Another moment about beauty ties along with the idea of rarity. My driver’s license lists my eye color as hazel. In Lipa City, my eyes were blue and everyone I met loved to point them out. Blue, beautiful. When I discussed how my eyes weren’t technically blue to a peer along with me on the trip and instead closer to green, a black woman with dark brown eyes who had been receiving questions concerning whether or not she had Filipino descent in her blood, responded about my confusion. “They’re just not brown, like theirs,” she told me. This quote was probably the turning point for me during the trip when I began to emotionally respond to my environment. I was stunned at first and responded with, “Oh.” It was expressed to me in an academic paper concerning why Filipinos seemed to praise Americans. The author writes, “they are not looking to be [American] but rather, they aspire (as many of us do) to be slightly different versions of themselves.” From this I realized that my eyes weren’t special because they were blue—they were special because they were different. It is a similar concept used to express why most of us dislike our appearance—it is something you see every day, so it will get repetitive and boring very quickly but it is not an accurate reflection of yourself.

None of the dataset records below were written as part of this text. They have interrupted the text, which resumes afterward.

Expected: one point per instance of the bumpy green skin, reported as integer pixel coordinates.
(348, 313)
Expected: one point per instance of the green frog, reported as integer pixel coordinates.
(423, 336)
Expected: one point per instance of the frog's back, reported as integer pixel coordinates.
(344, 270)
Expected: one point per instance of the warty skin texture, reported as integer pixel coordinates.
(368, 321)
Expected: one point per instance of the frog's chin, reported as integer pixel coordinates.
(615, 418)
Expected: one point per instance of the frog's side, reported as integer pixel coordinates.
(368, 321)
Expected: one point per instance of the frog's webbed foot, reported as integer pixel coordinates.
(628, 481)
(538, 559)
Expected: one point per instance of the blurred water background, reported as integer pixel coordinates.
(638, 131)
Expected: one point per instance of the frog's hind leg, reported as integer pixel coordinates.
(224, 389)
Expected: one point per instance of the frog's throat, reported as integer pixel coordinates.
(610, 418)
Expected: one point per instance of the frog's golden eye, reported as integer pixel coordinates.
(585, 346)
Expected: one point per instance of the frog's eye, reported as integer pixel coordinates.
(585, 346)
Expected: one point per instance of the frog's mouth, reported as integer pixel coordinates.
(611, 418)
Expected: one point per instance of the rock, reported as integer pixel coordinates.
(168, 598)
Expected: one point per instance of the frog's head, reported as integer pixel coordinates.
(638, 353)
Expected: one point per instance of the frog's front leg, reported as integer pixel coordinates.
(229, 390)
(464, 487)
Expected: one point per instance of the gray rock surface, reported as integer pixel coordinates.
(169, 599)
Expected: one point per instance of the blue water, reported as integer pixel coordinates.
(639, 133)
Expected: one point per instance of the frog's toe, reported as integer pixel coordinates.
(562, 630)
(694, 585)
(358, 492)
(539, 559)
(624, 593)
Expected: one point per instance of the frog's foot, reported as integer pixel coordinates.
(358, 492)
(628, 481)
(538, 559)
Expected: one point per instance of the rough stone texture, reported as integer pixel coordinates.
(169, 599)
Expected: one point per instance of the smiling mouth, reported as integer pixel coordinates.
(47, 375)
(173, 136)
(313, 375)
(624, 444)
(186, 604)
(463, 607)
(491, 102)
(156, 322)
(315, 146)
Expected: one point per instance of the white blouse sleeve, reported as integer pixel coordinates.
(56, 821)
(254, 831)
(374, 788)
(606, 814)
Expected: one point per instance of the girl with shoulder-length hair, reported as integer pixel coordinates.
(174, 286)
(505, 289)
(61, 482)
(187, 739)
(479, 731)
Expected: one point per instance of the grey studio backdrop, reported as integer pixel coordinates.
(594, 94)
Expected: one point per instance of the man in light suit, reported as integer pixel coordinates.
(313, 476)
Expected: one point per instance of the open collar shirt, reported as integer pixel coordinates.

At the end of the trip I pondered about the little boy being taught what beauty is. I wondered, should I have done something different? Could I have done something more significant? By doing nothing was I encouraging the implications that my features are what is beautiful to this toddler? Will he grow up to tell his mother that she’s beautiful? Or will he forever see his own family and his own self as not white, as not American, as not beautiful, as not like me?